Mais ce n'était pas quelqu'un en qui j'avais confiance, avec qui je pouvais me montrer vulnérable. C'était quelqu'un à qui je tenais et dont j'avais envie de prendre soin, quelqu'un avec qui je m'amuse et avec qui j'ai le plaisir de pouvoir tenir des conversations un peu plus substantielles que la moyenne. Pourtant, j'ai toujours pris soin de maintenir une barrière pour la simple et bonne raison que je n'ai pas la prétention de savoir ce qu'il a dans la tête – et c'est sûrement une des choses pour laquelle l'appréciation est réciproque, je sais que c'est un idiot, et je sais qu'il est un génie, loin de moi l'idée de me croire meilleure que lui...ou de le laisser me chier dessus.
Alors il ne pouvait pas souvent me surprendre, néanmoins, cette attitude, cette gentillesse...cela démontrait plus qu'un intérêt, cela démontrait d'une empathie que je ne soupçonnait pas chez lui.
J'obéissais donc, plus que soulagée d'échapper à son regard afin de pouvoir traiter toutes ces nouvelles informations en paix. Mais aussitôt débarrassée de mon pantalon de pyjama et glissée sous la couette, l'appel de l'oreiller se fit plus fort et je sombrais dans un profond sommeil peuplé de rêves stupides où je retournais à l'école pour effectuer des missions de sauvetage dans une piscine remplie de canards en plastique tueurs.
ZzZzZz
« Je ne peux pas m'en occuper maintenant ! »
J'ouvris un œil en percevant sa voix à travers la porte close de ma chambre. Il criait après quelqu'un, et l'envie de l'enguirlander pour m'avoir réveillée me fit chercher mon téléphone sur la table de chevet.
Je découvris alors avec stupeur des appels manqués dans la matinée – avant qu'il ne vienne à la maison – et des SMS non lus. Mon portable était la plupart du temps sur vibreur, alors je n'étais pas étonnée de louper parfois des messages, mais comme j'en recevais peu d'habitude, ce n'était pas bien grave.
Dans l'autre pièce, j'entendais toujours Ed sans comprendre ce qu'il disait. Un instant, je me demandais s'il avait fait rentrer quelqu'un chez moi mais c'était irrationnel. Enfin...ce n'était pas comme si Ed ne pouvait pas parfois agir de façon déraisonnable. J'espérais néanmoins qu'il ne se servait pas de ma cuisine comme QG de gangsters.

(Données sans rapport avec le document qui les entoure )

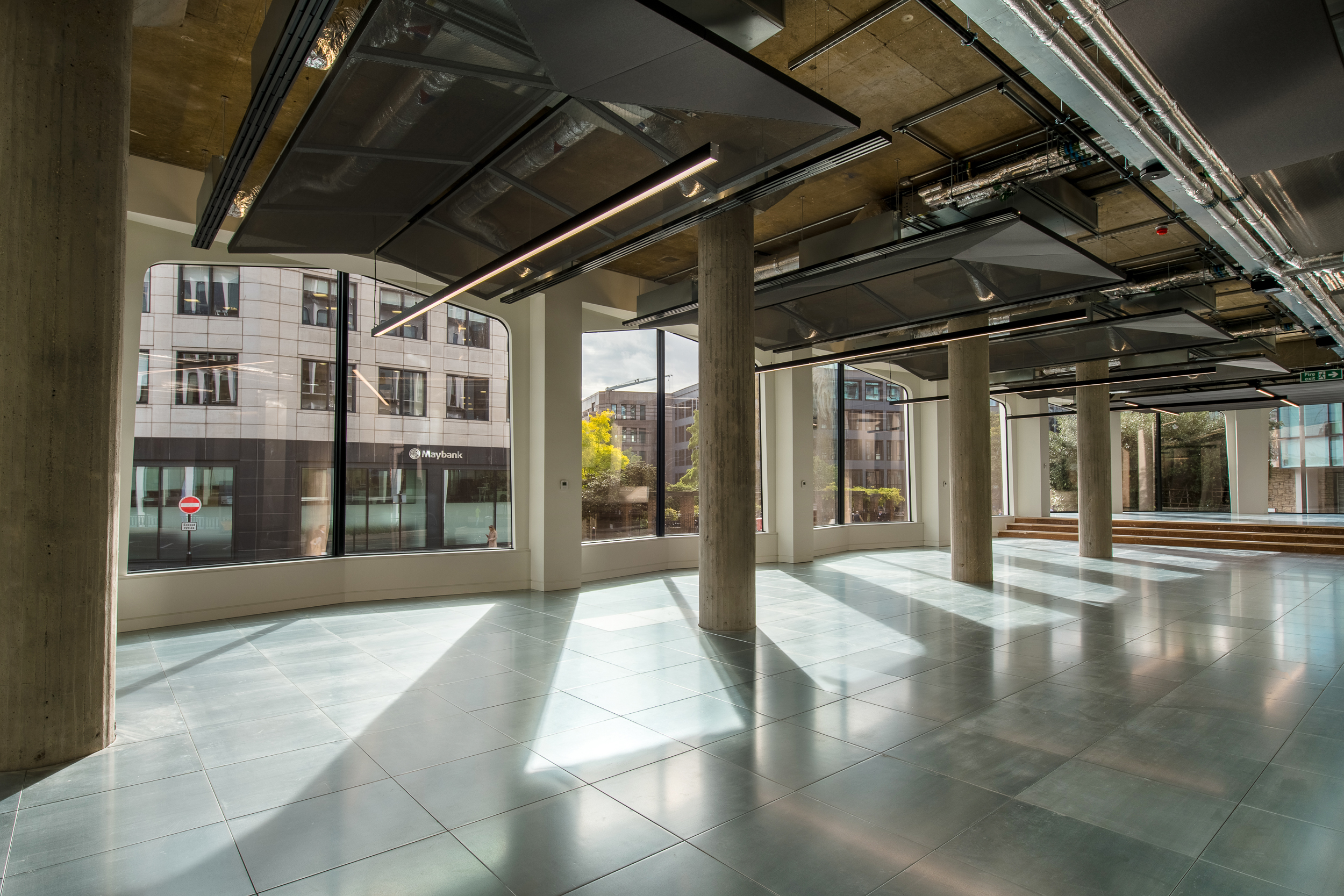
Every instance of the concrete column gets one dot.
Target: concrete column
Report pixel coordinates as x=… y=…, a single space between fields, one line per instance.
x=1093 y=405
x=792 y=472
x=555 y=493
x=727 y=414
x=968 y=410
x=66 y=85
x=1248 y=460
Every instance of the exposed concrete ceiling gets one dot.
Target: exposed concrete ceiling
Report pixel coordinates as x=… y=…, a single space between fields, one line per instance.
x=901 y=66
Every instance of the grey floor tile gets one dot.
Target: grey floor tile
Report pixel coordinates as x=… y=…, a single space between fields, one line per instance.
x=225 y=744
x=925 y=700
x=541 y=716
x=202 y=862
x=117 y=766
x=606 y=749
x=1312 y=752
x=1210 y=771
x=1323 y=723
x=295 y=841
x=800 y=847
x=923 y=806
x=691 y=792
x=1076 y=701
x=974 y=680
x=1171 y=817
x=565 y=841
x=681 y=871
x=284 y=778
x=431 y=743
x=70 y=829
x=788 y=754
x=467 y=790
x=940 y=875
x=1206 y=879
x=433 y=867
x=1036 y=728
x=1300 y=794
x=979 y=759
x=1210 y=733
x=864 y=725
x=1060 y=856
x=1283 y=851
x=699 y=720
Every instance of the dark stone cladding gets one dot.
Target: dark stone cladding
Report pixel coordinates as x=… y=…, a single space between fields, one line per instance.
x=267 y=519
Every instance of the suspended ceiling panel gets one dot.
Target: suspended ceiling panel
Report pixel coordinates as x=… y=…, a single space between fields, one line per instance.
x=1256 y=77
x=451 y=132
x=1160 y=332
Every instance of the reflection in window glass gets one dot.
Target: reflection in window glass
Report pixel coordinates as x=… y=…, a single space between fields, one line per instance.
x=877 y=469
x=206 y=378
x=824 y=467
x=619 y=473
x=402 y=393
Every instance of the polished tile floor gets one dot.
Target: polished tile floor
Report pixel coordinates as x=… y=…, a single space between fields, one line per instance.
x=1170 y=722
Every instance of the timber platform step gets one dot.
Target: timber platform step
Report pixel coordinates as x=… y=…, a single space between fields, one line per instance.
x=1184 y=534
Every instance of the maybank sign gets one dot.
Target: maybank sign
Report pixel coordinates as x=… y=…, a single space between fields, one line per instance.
x=431 y=454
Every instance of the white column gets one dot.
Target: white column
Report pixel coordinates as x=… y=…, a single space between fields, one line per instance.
x=792 y=470
x=1030 y=486
x=1248 y=460
x=555 y=350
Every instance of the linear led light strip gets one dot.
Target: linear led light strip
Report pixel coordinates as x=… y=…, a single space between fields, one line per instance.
x=1063 y=318
x=651 y=186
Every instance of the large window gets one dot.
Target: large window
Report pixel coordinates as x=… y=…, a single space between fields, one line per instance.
x=261 y=458
x=319 y=307
x=401 y=393
x=203 y=289
x=391 y=304
x=1307 y=458
x=623 y=454
x=854 y=418
x=206 y=378
x=468 y=397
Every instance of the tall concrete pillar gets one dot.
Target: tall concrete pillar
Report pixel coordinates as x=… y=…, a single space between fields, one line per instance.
x=968 y=409
x=66 y=82
x=1248 y=460
x=727 y=414
x=1095 y=496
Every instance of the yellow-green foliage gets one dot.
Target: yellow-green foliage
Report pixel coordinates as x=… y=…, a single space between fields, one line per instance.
x=600 y=454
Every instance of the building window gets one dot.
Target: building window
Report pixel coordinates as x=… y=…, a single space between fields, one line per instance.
x=468 y=398
x=316 y=388
x=206 y=378
x=203 y=289
x=143 y=378
x=402 y=393
x=391 y=304
x=468 y=328
x=320 y=307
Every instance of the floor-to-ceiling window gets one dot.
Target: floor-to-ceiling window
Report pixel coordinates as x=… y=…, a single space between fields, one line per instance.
x=240 y=412
x=638 y=385
x=858 y=415
x=1307 y=460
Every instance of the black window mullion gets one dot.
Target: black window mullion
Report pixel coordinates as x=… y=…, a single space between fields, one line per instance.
x=660 y=499
x=339 y=431
x=840 y=491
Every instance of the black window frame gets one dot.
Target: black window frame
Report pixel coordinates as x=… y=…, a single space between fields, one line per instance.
x=217 y=305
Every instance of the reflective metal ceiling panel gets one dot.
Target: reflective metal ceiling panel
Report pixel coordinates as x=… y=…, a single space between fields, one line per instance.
x=1117 y=338
x=455 y=131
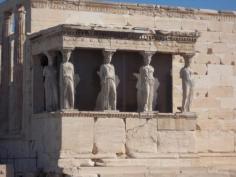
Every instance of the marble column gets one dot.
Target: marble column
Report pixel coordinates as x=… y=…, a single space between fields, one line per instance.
x=19 y=38
x=6 y=69
x=67 y=88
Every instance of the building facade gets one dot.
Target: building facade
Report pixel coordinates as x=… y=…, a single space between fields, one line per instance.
x=40 y=134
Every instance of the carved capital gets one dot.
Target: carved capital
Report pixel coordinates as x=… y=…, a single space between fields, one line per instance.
x=108 y=53
x=188 y=57
x=147 y=54
x=66 y=53
x=50 y=55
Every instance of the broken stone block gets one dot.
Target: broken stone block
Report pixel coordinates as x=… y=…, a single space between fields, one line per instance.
x=141 y=135
x=77 y=134
x=109 y=136
x=176 y=141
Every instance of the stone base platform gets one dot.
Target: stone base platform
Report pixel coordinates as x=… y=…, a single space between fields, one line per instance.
x=125 y=144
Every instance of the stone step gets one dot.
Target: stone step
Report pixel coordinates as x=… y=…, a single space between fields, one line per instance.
x=150 y=172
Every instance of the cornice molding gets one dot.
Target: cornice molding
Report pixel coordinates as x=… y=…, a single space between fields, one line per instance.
x=135 y=9
x=121 y=34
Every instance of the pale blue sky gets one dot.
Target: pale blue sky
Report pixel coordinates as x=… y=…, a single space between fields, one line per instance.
x=206 y=4
x=228 y=5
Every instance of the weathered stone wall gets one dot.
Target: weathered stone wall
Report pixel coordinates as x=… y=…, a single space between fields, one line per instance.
x=105 y=142
x=214 y=63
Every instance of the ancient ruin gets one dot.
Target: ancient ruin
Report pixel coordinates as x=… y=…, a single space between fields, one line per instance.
x=98 y=89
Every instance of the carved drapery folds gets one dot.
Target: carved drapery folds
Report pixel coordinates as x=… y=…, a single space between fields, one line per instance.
x=186 y=75
x=67 y=89
x=19 y=42
x=5 y=66
x=67 y=37
x=107 y=97
x=147 y=85
x=50 y=84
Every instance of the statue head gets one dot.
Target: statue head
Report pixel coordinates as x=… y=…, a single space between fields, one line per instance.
x=188 y=59
x=107 y=56
x=147 y=57
x=50 y=57
x=66 y=55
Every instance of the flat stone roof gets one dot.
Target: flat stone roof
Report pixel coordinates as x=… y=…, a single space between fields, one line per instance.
x=7 y=5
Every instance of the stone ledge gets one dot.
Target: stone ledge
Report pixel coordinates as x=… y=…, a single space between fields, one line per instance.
x=115 y=114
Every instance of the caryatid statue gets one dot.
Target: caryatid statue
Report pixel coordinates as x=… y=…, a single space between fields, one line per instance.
x=186 y=74
x=108 y=83
x=67 y=90
x=147 y=82
x=50 y=85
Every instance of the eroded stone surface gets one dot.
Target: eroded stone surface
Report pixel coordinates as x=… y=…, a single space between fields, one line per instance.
x=109 y=136
x=175 y=141
x=141 y=135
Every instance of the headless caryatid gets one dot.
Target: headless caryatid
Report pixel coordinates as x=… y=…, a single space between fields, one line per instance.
x=187 y=83
x=67 y=90
x=108 y=84
x=50 y=85
x=146 y=85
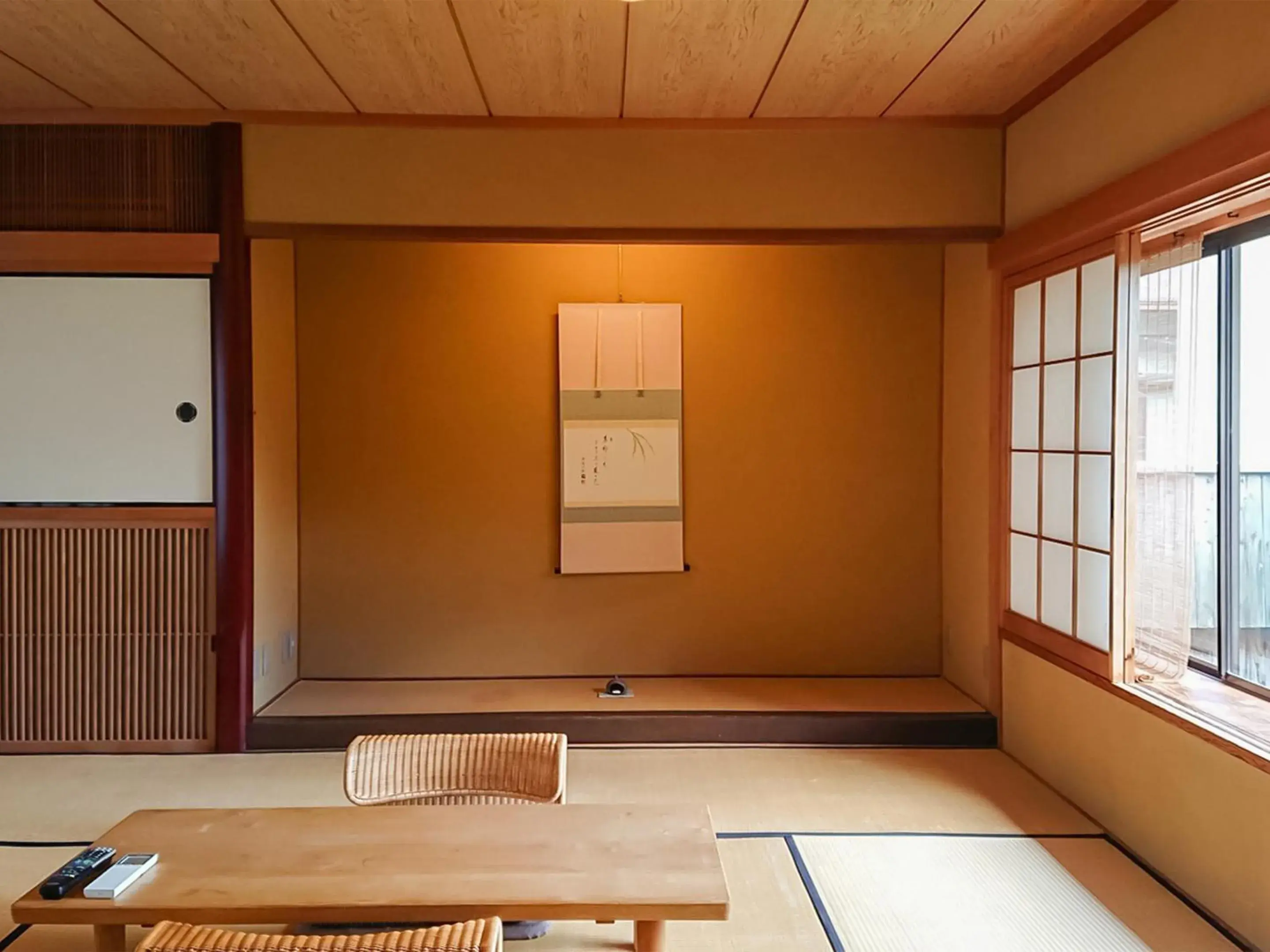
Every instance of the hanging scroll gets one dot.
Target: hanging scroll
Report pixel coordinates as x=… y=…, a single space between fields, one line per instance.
x=620 y=439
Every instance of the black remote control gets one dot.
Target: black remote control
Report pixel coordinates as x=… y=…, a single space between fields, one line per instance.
x=78 y=870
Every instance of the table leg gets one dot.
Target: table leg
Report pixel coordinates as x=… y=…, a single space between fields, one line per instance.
x=651 y=937
x=110 y=938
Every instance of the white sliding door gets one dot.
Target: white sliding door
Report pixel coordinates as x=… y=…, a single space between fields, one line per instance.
x=106 y=390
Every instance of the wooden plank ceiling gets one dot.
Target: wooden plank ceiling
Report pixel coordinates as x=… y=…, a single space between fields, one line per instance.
x=606 y=59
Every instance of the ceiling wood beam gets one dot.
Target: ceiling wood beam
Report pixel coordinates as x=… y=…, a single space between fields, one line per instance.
x=280 y=117
x=1100 y=48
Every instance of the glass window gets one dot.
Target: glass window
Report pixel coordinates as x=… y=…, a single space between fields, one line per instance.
x=1201 y=459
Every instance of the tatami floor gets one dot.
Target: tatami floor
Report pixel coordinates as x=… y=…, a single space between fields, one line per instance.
x=823 y=850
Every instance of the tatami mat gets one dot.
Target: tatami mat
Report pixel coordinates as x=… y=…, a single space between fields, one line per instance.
x=881 y=892
x=794 y=790
x=748 y=790
x=60 y=798
x=969 y=894
x=310 y=699
x=770 y=911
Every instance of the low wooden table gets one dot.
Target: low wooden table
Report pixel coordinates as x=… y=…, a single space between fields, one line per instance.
x=408 y=863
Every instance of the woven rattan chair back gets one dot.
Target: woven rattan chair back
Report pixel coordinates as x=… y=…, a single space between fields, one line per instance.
x=478 y=936
x=456 y=768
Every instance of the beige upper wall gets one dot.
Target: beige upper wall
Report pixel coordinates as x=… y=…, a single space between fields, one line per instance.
x=276 y=611
x=1193 y=811
x=1202 y=65
x=863 y=177
x=967 y=465
x=430 y=474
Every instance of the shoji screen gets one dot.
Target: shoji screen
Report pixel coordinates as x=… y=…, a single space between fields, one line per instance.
x=106 y=390
x=1062 y=347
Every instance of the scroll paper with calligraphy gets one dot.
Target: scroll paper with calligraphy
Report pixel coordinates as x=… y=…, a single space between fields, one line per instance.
x=620 y=439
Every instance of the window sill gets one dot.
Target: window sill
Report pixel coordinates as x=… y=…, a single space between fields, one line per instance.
x=1237 y=715
x=1217 y=714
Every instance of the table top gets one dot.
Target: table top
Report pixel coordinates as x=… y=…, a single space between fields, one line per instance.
x=409 y=863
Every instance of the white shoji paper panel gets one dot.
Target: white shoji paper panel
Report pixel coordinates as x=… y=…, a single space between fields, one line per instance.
x=1057 y=497
x=1095 y=404
x=1098 y=306
x=1023 y=492
x=1061 y=316
x=1023 y=576
x=1095 y=499
x=1028 y=324
x=1025 y=409
x=1056 y=586
x=1060 y=424
x=1094 y=598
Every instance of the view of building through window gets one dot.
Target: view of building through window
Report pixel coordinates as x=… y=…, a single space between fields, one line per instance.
x=1203 y=324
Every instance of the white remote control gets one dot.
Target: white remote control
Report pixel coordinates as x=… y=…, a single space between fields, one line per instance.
x=119 y=878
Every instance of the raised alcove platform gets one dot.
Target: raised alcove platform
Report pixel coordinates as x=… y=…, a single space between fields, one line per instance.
x=919 y=713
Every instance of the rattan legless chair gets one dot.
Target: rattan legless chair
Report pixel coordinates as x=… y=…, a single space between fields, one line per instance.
x=456 y=768
x=478 y=936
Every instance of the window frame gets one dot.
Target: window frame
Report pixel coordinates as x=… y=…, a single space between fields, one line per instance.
x=1227 y=247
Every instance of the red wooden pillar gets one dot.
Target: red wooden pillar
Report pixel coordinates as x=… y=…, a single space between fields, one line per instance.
x=232 y=399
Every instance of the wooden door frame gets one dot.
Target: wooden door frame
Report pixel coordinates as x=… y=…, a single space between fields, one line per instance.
x=233 y=454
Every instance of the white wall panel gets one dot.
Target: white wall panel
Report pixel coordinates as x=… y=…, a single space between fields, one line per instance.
x=1060 y=424
x=92 y=371
x=1098 y=306
x=1028 y=324
x=1094 y=598
x=1061 y=316
x=1023 y=492
x=1023 y=576
x=1056 y=586
x=1096 y=404
x=1025 y=409
x=1095 y=499
x=1058 y=498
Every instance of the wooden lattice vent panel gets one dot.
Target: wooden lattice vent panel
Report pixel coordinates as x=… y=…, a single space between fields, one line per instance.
x=106 y=631
x=106 y=178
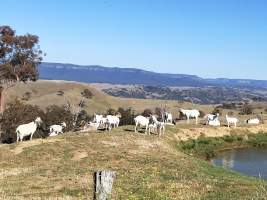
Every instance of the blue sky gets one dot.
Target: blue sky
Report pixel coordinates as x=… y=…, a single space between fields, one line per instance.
x=209 y=38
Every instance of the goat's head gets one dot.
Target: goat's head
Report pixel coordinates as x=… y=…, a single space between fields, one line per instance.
x=118 y=115
x=38 y=121
x=63 y=124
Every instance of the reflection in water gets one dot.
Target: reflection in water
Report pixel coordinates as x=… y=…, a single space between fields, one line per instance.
x=228 y=160
x=252 y=162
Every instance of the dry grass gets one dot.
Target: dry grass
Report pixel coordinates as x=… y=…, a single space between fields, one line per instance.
x=147 y=167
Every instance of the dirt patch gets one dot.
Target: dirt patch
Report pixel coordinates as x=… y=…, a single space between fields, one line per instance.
x=78 y=155
x=110 y=143
x=25 y=144
x=13 y=172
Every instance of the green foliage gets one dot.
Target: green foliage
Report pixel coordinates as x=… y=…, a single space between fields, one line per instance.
x=56 y=115
x=111 y=111
x=16 y=114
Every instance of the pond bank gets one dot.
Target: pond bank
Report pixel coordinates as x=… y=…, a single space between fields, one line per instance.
x=194 y=132
x=208 y=147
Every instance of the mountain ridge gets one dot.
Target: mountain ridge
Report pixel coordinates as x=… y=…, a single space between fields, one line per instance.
x=116 y=75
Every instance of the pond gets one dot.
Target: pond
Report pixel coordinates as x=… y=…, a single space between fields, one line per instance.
x=251 y=162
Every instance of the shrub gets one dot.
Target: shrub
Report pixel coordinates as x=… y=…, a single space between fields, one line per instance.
x=217 y=110
x=87 y=93
x=202 y=114
x=16 y=114
x=60 y=93
x=230 y=113
x=26 y=96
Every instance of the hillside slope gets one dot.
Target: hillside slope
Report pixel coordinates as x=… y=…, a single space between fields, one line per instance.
x=44 y=93
x=147 y=167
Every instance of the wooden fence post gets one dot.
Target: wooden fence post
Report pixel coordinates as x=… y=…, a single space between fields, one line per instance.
x=103 y=181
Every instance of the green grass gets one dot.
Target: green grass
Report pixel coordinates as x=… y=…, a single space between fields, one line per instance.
x=147 y=167
x=208 y=147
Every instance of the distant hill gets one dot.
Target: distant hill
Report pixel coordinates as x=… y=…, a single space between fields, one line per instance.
x=115 y=75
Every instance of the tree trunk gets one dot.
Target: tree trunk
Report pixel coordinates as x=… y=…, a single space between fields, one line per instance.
x=103 y=181
x=2 y=100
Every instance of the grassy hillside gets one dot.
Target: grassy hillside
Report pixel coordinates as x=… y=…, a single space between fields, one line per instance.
x=44 y=93
x=147 y=167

Dernièrement, Ed était sensé s'être rangé, et travaillait comme détective. Toutefois, en discutant avec lui, c'était facile de deviner qu'il se moquait bien de la loi, il n'exerçait ce métier que pour mettre à l'épreuve ses capacités de déductions.
Il n'avait jamais abordé devant moi le sujet de ses activités illégales – présentes ou passées – et même si j'étais souvent curieuse, je me gardais bien de me mêler de ce qui ne pourrait m'apporter que des ennuis. Pas folle la guêpe.
Je tendais un peu plus l'oreille mais ne parvenait pas à savoir s'il y avait une autre voix. J'en conclus qu'il devait être au téléphone et décidai de consulter le mien.
Je relisais notre dernier échange :

Ensuite, il y avait d'autres messages qui étaient arrivés une demi heure plus tard.

« ...peux pas venir...obligations...laissez-les...pourra pas... » disait Ed dont la voix me parvenait par bribes – il s'était vraisemblablement éloigné dans la cuisine.
Je reposai mon téléphone et éteignit l'écran avant de me rallonger. Je me sentais un petit peu remuée, mais cette fois ce n'était pas désagréable. Un sourire me plissa les lèvres et je le cachais dans l'oreiller, embarrassée d'être ravie par quelque chose d'aussi futile, et pourtant bien réel. Les messages en attestaient, il tenait à moi autant que je tenais à lui, ce n'était pas mon imagination, ce n'était pas une interprétation de ma part.
Après quelques minutes, j'entendis des pas se rapprocher et j'entrouvrais les paupières pour voir ce qui se passait tout en faisant mine de dormir.
Un fin rayon de lumière jaillit de la porte lorsque celle-ci s'entrouvrit. Si je ne bougeais pas, peut-être ne viendrait-il pas me déranger. Je savais bien qu'il ne pourrait pas tenir. Il était comme un gamin enfermé à la maison, réclamant de l'attention.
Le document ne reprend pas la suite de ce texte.